You may be wondering, what is it about the combination of components and basis vectors that makes tensors so powerful? The answer is this: All observers in all reference frames agree, not on the basis vectors, not on the components, but upon the combination of components and basis vectors"

What does he mean? Is he saying that as you change the combination of basis vectors, you also change the corresponding components?
 A: Yes. That's how the tensor calculus is formulated. For two observers on different frame of reference, all they have to see is the same physical laws. On this basis we formulate our physical laws so that it will be valid for any observers irrespective of their reference frames. Let's take a tensor of rank one (a vector) as example. Suppose two observers on frames A and B wants to measure the the distance vector between the points a and b:  
 
You could see that the individual position vectors each observer make with the points a and b is not the same as one could easily infer from the diagram. But both will observe the same distance vector between the points a and b. So even though the position vector is not a tensor (as it depends on the co-ordinate you are selecting since it is measured from the origin) the difference between two position vectors or say, the displacement vector is independent of the co-ordinate.
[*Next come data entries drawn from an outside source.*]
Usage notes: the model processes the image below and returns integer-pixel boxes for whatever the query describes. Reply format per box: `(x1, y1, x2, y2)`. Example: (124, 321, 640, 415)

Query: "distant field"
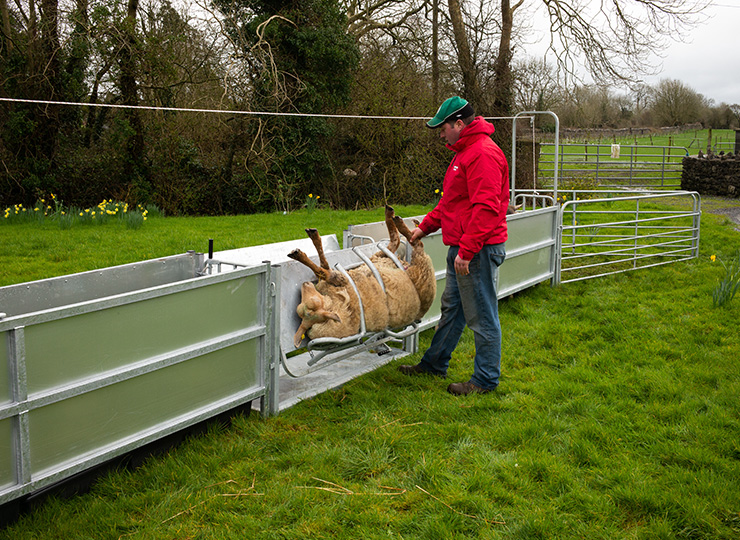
(532, 129, 736, 190)
(554, 128, 736, 153)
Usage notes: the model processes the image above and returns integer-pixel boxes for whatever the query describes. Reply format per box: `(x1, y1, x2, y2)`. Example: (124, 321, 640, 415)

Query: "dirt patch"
(701, 195, 740, 231)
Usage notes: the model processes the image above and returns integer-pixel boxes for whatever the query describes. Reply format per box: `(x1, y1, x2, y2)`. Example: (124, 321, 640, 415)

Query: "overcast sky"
(642, 2, 740, 105)
(525, 1, 740, 106)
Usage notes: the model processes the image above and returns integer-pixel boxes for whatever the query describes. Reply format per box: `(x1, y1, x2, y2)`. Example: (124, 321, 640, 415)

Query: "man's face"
(439, 119, 464, 145)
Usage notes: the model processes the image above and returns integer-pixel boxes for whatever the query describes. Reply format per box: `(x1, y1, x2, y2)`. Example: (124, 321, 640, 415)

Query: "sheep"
(287, 205, 436, 348)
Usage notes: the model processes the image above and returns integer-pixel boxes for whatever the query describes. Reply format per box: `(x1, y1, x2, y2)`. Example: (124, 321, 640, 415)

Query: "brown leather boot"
(446, 381, 493, 395)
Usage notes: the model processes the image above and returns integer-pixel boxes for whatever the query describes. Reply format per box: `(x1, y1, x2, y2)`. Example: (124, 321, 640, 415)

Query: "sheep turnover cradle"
(287, 205, 436, 349)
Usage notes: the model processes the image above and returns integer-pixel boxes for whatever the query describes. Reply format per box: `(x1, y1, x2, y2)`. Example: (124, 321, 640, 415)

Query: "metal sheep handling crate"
(0, 252, 277, 506)
(0, 110, 703, 511)
(6, 197, 679, 508)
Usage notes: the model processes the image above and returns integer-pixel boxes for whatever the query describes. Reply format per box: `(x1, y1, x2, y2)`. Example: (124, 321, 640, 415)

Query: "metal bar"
(8, 327, 30, 486)
(0, 264, 269, 332)
(262, 265, 279, 418)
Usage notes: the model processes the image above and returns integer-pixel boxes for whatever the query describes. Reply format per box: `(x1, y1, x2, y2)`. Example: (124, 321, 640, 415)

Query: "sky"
(642, 2, 740, 105)
(526, 1, 740, 105)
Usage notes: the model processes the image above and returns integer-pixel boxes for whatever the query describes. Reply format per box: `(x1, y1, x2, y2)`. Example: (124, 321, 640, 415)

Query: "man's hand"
(410, 227, 426, 244)
(454, 254, 470, 275)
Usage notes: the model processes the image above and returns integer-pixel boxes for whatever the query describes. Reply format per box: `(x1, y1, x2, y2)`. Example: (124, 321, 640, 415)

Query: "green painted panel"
(0, 332, 9, 403)
(424, 234, 448, 273)
(0, 417, 15, 489)
(499, 247, 551, 290)
(507, 211, 556, 251)
(29, 338, 260, 475)
(424, 276, 446, 324)
(25, 275, 263, 394)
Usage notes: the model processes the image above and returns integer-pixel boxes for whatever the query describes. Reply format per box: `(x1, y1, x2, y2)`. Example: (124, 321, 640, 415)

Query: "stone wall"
(682, 154, 740, 197)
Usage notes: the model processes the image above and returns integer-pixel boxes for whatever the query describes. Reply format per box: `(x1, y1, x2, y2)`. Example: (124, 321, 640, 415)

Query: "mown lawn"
(1, 200, 739, 539)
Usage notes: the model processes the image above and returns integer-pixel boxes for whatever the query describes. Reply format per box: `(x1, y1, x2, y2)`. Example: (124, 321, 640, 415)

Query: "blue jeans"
(418, 244, 506, 389)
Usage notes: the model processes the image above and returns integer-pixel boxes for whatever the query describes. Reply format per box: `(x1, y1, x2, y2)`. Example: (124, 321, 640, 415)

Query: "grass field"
(532, 129, 736, 190)
(1, 199, 740, 539)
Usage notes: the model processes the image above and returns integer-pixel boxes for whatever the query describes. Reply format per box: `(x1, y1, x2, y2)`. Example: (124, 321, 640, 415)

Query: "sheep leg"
(392, 215, 417, 244)
(305, 228, 331, 270)
(384, 205, 400, 253)
(287, 248, 332, 281)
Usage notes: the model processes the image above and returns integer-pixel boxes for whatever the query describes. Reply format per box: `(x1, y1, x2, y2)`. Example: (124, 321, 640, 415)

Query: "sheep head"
(293, 281, 341, 347)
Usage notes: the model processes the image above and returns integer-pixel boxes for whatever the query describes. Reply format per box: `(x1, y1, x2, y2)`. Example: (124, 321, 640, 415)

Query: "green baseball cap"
(426, 96, 475, 128)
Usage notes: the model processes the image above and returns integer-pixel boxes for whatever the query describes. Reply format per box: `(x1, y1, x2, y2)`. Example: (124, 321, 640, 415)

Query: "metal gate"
(556, 191, 701, 284)
(538, 142, 689, 189)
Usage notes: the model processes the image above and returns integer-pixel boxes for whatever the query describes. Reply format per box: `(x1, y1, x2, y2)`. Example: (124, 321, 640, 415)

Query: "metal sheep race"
(0, 112, 701, 509)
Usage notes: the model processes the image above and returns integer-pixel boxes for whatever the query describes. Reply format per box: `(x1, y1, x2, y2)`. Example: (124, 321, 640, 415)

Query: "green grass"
(0, 205, 429, 287)
(534, 129, 736, 190)
(2, 201, 740, 539)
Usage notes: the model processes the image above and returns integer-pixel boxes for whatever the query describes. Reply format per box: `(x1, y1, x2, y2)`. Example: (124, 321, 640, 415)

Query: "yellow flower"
(308, 193, 313, 198)
(435, 189, 440, 194)
(710, 255, 716, 262)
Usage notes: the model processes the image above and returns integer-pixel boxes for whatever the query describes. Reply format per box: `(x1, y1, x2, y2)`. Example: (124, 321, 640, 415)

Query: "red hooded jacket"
(418, 116, 510, 260)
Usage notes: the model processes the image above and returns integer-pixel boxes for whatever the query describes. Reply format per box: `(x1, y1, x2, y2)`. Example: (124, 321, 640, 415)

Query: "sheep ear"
(293, 322, 310, 348)
(317, 310, 341, 323)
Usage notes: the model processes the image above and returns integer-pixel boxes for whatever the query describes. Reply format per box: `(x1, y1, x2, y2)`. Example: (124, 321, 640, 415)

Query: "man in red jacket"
(399, 96, 509, 395)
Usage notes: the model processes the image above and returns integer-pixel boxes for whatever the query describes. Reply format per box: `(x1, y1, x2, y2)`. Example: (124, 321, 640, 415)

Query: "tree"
(513, 57, 561, 113)
(212, 0, 360, 210)
(649, 78, 703, 126)
(423, 0, 710, 119)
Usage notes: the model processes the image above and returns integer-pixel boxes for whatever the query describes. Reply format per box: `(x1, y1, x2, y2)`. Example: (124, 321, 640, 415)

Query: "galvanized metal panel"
(420, 232, 448, 272)
(28, 339, 260, 476)
(210, 235, 340, 269)
(0, 418, 13, 489)
(506, 207, 557, 251)
(0, 253, 204, 318)
(499, 246, 553, 297)
(0, 261, 273, 505)
(0, 332, 8, 404)
(22, 274, 264, 395)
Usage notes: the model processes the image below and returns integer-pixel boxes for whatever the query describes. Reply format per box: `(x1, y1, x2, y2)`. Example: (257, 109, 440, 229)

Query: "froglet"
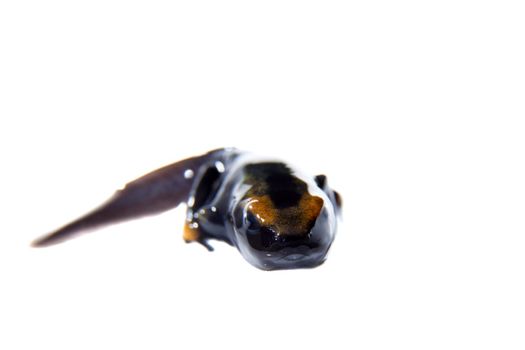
(32, 148, 342, 270)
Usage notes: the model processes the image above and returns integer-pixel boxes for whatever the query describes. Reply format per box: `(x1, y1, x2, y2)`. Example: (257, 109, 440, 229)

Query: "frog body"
(33, 148, 341, 270)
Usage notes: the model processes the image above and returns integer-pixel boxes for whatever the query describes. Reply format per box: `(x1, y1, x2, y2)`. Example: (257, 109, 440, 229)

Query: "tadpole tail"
(31, 149, 220, 247)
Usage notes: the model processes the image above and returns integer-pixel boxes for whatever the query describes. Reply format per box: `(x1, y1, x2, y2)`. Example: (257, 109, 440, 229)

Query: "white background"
(1, 1, 524, 349)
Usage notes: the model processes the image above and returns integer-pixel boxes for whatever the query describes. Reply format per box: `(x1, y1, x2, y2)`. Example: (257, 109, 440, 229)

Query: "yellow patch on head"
(248, 196, 278, 225)
(247, 193, 324, 236)
(298, 195, 324, 229)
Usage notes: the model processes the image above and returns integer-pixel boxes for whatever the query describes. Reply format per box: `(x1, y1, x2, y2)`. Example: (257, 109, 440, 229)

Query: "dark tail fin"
(32, 150, 219, 247)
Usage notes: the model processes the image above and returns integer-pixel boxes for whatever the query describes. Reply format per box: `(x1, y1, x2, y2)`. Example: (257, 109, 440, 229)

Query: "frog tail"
(31, 149, 222, 247)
So the basis have no crucial role in tensor calculus. tensors are a set of quantities whose components are independent of the co-ordinates. So the basis is allowed to change and at the same time the magnitude attached to the individual basis are also allowed to change. But overall, the vector should remain (or the tensor) unchanged with respect to different co-ordinates. Here we are speaking about co-ordinate symmetry. This came as a consequence because there is no standard reference frame for any scenario but the natural laws should be seen identical to every observers (otherwise saying the individual realities should coincide that's all matters, not how the just get into the same reality).
A: Yes; he is saying that a tensor encodes geometric information. A vector is a special case, and it's direction and legth are unchanged under a change of basis, though the components do change.
A more dramatic example is the determinant,  which gives the volume of the paralellopiped whose edges are defined by three coterminous vectors. A change of basis alters the components of the vectors, but not their lengths or angles -- the geometry remains unchanged. The determinant, which appears when written as a mess of components, is an invariant, and always gives the volume.